Your security doesn't always matter

by brian d foy


This morning I couldn't ssh into my mail account, at least not from my machine. I went to another machine on a different network (and in a different country) and got in from there. Hmm... looks like DNS is all messed up.



If only it was that simple. The front web page for PANIX says (right now).



Panix's main domain name, panix.com, has been hijacked by parties unknown. Panix staff are currently working around the clock to recover our domain.

For most customers, accesses to Panix using the panix.com domain will not work or will end up at a false site.

As a temporary workaround, you can use the panix.net domain in place of panix.com. In other words, if you're trying to log onto "shell.panix.com" or see your mail at "mail.panix.com," use "shell.panix.net" or "mail.panix.net" instead.

Mail to username@panix.com is currently being redirected to the false site , and should be considered lost or compromised if it does not arrive in your Panix mailbox. If you have online accounts that authenticate via email address, you might wish to protect them against fraud by changing that address to your username "@panix.net".

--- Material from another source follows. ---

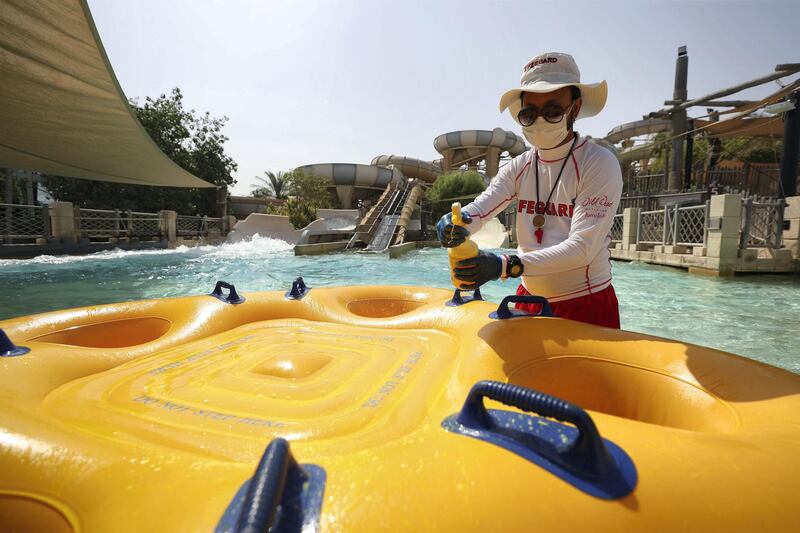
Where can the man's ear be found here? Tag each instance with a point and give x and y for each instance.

Holy canoli! That means that all of my mail to my public email address, comdog@panix.com, could be going to the wrong place. Someone has virtually cracked the mail server simply by redefining what the mail server is.



I check out the WHOIS record from my home network. It definitely looks wrong: PANIX is a New York City ISP. What's all this Las Vegas nonsense? The nameservers are in the UK.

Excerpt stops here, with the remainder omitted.